Thursday, September 4, 2014

"Bo Diddley" (Bo Diddley)

It takes a special brand of audacity to name a song after yourself.  Then again, Ellas McDaniel (a.k.a. Bo Diddley) had every reason to be audacious.  He was a multi-instrumentalist, who knew how to play everything from classical violin to trombone, in addition to guitar.  He invented and built the rectangular-shaped instrument that became his calling card.  And, most importantly, he found a way to bridge the electric blues from the South Side of Chicago where he was raised with the intricate polyrhythms and harmonies he'd grown up hearing in church, laying the foundations of rock & roll.
He was indeed "The Originator" (a title he gave himself).
The song "Bo Diddley" was one of those rare tunes that my dad would crank up whenever he'd hear it on oldies radio.  Its easy rhyme scheme, a take-off on the traditional lullaby "Hush, Little Baby," appealed to me as a kid because I could sing along.  So I always associate it with Sunday drives out in the country or camping trips with him in the South Carolina foothills.

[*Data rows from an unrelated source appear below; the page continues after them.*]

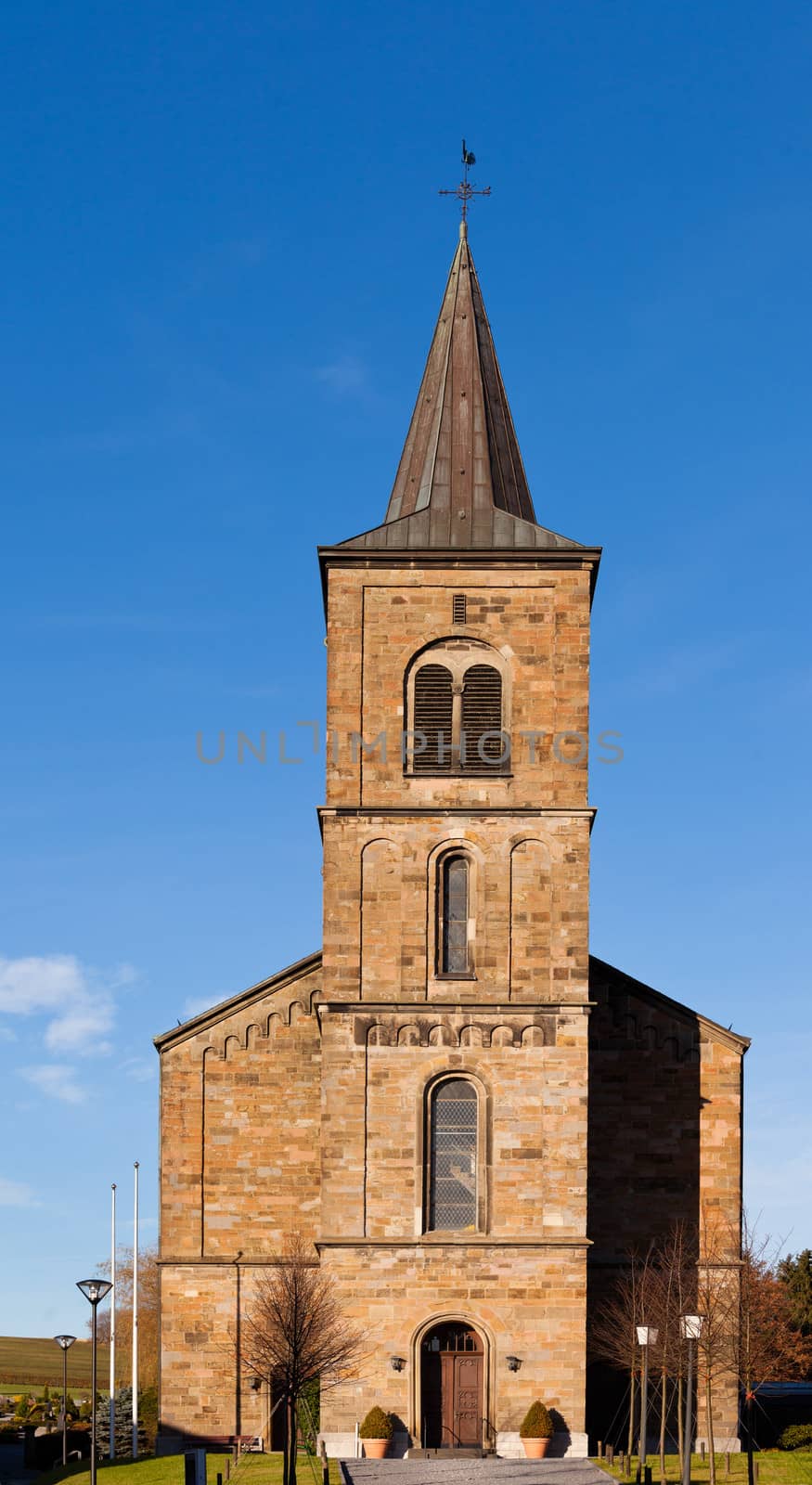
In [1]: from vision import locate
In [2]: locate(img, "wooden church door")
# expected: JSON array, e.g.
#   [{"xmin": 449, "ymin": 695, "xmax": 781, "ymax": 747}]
[{"xmin": 421, "ymin": 1324, "xmax": 483, "ymax": 1450}]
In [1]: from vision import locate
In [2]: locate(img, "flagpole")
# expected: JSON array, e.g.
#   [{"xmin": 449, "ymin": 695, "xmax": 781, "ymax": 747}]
[
  {"xmin": 132, "ymin": 1161, "xmax": 138, "ymax": 1460},
  {"xmin": 110, "ymin": 1182, "xmax": 116, "ymax": 1460}
]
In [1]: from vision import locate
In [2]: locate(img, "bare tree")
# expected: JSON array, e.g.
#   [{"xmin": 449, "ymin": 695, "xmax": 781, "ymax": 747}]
[
  {"xmin": 730, "ymin": 1220, "xmax": 812, "ymax": 1485},
  {"xmin": 98, "ymin": 1246, "xmax": 159, "ymax": 1388},
  {"xmin": 240, "ymin": 1233, "xmax": 364, "ymax": 1485},
  {"xmin": 651, "ymin": 1222, "xmax": 696, "ymax": 1480},
  {"xmin": 591, "ymin": 1249, "xmax": 656, "ymax": 1455}
]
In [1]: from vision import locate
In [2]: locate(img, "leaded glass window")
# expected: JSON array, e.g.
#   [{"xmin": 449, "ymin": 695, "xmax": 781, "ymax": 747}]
[
  {"xmin": 429, "ymin": 1078, "xmax": 478, "ymax": 1233},
  {"xmin": 439, "ymin": 856, "xmax": 470, "ymax": 975}
]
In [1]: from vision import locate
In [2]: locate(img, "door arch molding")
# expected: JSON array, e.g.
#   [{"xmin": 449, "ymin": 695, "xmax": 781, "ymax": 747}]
[{"xmin": 408, "ymin": 1310, "xmax": 496, "ymax": 1448}]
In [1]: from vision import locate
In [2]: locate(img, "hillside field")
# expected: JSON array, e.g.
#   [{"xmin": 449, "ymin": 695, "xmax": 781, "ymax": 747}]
[{"xmin": 0, "ymin": 1335, "xmax": 110, "ymax": 1391}]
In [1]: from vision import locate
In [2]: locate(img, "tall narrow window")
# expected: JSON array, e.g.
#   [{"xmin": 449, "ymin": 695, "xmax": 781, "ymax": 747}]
[
  {"xmin": 429, "ymin": 1078, "xmax": 478, "ymax": 1233},
  {"xmin": 413, "ymin": 665, "xmax": 454, "ymax": 774},
  {"xmin": 461, "ymin": 665, "xmax": 505, "ymax": 769},
  {"xmin": 436, "ymin": 856, "xmax": 470, "ymax": 975}
]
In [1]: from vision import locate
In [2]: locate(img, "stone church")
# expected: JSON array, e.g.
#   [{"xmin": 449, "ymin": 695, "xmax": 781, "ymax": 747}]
[{"xmin": 156, "ymin": 223, "xmax": 747, "ymax": 1455}]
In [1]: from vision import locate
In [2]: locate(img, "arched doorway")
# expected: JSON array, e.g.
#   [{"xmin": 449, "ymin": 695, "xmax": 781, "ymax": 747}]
[{"xmin": 420, "ymin": 1320, "xmax": 483, "ymax": 1450}]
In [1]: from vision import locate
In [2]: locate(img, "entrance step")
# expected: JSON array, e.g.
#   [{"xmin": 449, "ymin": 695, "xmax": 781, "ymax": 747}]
[
  {"xmin": 406, "ymin": 1450, "xmax": 493, "ymax": 1460},
  {"xmin": 340, "ymin": 1450, "xmax": 609, "ymax": 1485}
]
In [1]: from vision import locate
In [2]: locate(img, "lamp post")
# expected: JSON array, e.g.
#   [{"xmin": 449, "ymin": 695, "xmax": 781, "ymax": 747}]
[
  {"xmin": 54, "ymin": 1335, "xmax": 76, "ymax": 1466},
  {"xmin": 76, "ymin": 1279, "xmax": 113, "ymax": 1485},
  {"xmin": 637, "ymin": 1324, "xmax": 659, "ymax": 1482},
  {"xmin": 680, "ymin": 1314, "xmax": 702, "ymax": 1485}
]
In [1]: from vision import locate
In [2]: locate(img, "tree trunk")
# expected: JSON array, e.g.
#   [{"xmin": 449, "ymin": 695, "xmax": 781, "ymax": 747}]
[
  {"xmin": 705, "ymin": 1376, "xmax": 715, "ymax": 1485},
  {"xmin": 677, "ymin": 1372, "xmax": 686, "ymax": 1479},
  {"xmin": 287, "ymin": 1398, "xmax": 297, "ymax": 1485},
  {"xmin": 659, "ymin": 1366, "xmax": 668, "ymax": 1485}
]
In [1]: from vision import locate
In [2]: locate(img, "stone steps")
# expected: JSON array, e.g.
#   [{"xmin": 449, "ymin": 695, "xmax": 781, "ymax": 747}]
[{"xmin": 340, "ymin": 1451, "xmax": 607, "ymax": 1485}]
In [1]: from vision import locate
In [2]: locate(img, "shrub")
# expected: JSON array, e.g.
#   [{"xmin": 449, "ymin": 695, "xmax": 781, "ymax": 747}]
[
  {"xmin": 358, "ymin": 1408, "xmax": 392, "ymax": 1439},
  {"xmin": 518, "ymin": 1399, "xmax": 552, "ymax": 1439},
  {"xmin": 778, "ymin": 1423, "xmax": 812, "ymax": 1450}
]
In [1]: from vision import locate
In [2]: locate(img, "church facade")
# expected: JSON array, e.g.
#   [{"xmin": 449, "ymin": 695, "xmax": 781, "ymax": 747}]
[{"xmin": 156, "ymin": 225, "xmax": 747, "ymax": 1455}]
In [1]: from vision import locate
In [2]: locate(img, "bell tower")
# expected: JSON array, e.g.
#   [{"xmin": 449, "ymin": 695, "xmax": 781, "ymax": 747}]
[{"xmin": 317, "ymin": 223, "xmax": 599, "ymax": 1453}]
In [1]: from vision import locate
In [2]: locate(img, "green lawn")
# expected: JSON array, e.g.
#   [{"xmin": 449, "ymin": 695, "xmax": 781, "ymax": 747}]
[
  {"xmin": 35, "ymin": 1453, "xmax": 342, "ymax": 1485},
  {"xmin": 0, "ymin": 1335, "xmax": 110, "ymax": 1396},
  {"xmin": 595, "ymin": 1450, "xmax": 812, "ymax": 1485}
]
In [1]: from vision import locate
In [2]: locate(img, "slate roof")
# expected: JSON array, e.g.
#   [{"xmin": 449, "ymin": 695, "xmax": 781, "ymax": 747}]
[{"xmin": 340, "ymin": 223, "xmax": 580, "ymax": 551}]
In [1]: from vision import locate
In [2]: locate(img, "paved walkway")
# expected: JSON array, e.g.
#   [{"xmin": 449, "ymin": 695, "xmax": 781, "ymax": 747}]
[{"xmin": 342, "ymin": 1458, "xmax": 609, "ymax": 1485}]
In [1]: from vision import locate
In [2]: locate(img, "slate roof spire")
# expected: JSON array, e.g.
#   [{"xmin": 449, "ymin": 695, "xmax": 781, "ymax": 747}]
[{"xmin": 342, "ymin": 221, "xmax": 579, "ymax": 549}]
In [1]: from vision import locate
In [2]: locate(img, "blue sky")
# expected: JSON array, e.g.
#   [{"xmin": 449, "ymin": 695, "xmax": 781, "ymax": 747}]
[{"xmin": 0, "ymin": 0, "xmax": 812, "ymax": 1335}]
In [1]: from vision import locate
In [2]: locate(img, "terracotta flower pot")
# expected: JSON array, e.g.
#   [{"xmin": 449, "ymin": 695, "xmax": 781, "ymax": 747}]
[{"xmin": 361, "ymin": 1439, "xmax": 389, "ymax": 1460}]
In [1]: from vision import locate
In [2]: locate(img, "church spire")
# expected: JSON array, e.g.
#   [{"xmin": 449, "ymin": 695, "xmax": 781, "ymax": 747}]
[
  {"xmin": 386, "ymin": 221, "xmax": 535, "ymax": 535},
  {"xmin": 342, "ymin": 228, "xmax": 579, "ymax": 549}
]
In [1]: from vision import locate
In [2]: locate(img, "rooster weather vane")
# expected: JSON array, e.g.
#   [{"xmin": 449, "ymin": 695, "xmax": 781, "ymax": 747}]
[{"xmin": 438, "ymin": 139, "xmax": 490, "ymax": 221}]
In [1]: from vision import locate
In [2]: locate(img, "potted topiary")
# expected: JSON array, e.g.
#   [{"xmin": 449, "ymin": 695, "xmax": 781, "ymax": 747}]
[
  {"xmin": 518, "ymin": 1401, "xmax": 552, "ymax": 1460},
  {"xmin": 358, "ymin": 1408, "xmax": 392, "ymax": 1460}
]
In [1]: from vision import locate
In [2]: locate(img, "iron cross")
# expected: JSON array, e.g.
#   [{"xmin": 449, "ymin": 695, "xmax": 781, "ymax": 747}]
[{"xmin": 438, "ymin": 139, "xmax": 490, "ymax": 221}]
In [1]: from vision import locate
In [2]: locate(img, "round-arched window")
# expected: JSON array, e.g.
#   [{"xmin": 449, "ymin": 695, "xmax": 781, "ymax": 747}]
[{"xmin": 428, "ymin": 1078, "xmax": 480, "ymax": 1233}]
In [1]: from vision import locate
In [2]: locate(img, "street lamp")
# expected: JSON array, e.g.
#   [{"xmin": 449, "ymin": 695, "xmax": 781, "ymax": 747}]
[
  {"xmin": 680, "ymin": 1314, "xmax": 702, "ymax": 1485},
  {"xmin": 637, "ymin": 1324, "xmax": 659, "ymax": 1485},
  {"xmin": 54, "ymin": 1335, "xmax": 76, "ymax": 1466},
  {"xmin": 76, "ymin": 1279, "xmax": 113, "ymax": 1485}
]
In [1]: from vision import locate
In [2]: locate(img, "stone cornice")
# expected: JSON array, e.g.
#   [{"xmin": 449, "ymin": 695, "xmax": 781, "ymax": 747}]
[
  {"xmin": 315, "ymin": 1233, "xmax": 592, "ymax": 1252},
  {"xmin": 314, "ymin": 1000, "xmax": 595, "ymax": 1015}
]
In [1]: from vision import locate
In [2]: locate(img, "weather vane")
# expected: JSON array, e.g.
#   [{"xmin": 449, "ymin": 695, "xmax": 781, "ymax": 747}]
[{"xmin": 438, "ymin": 139, "xmax": 490, "ymax": 221}]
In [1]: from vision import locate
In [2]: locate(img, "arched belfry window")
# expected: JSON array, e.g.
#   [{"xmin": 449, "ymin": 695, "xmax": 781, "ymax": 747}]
[
  {"xmin": 436, "ymin": 852, "xmax": 472, "ymax": 975},
  {"xmin": 413, "ymin": 664, "xmax": 454, "ymax": 774},
  {"xmin": 428, "ymin": 1078, "xmax": 480, "ymax": 1233},
  {"xmin": 404, "ymin": 640, "xmax": 510, "ymax": 775},
  {"xmin": 461, "ymin": 665, "xmax": 505, "ymax": 769}
]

For as simple as the song sounds, it actually was pretty groundbreaking.  The "shave-and-a-haircut"/3-2 clave rhythm that drives the track was pretty unusual for pop music in its day.  It's derived from the rhythm of the West African juba dance, where one uses the body to create percussion.  The dance basically got transformed into the hambone here in the U.S., which also incorporates slapping your knees/thighs/chest/etc. to create a beat while singing or speaking rhyming couplets.  Long story short, the so-called "Bo Diddley Beat" became one of the pillars of rock and roll, with everyone from Buddy Holly to The Clash referencing it in some way over the years.
The guitar effects on the song are also pretty notable because no one else at the time (1955) was attempting anything quite like it.  Diddley's whacked out tremolo, which warbles in perfect syncopation with the drums, points the way to the kind of guitar effects and distortion that Jimi Hendrix would make part of his sound more than a decade later.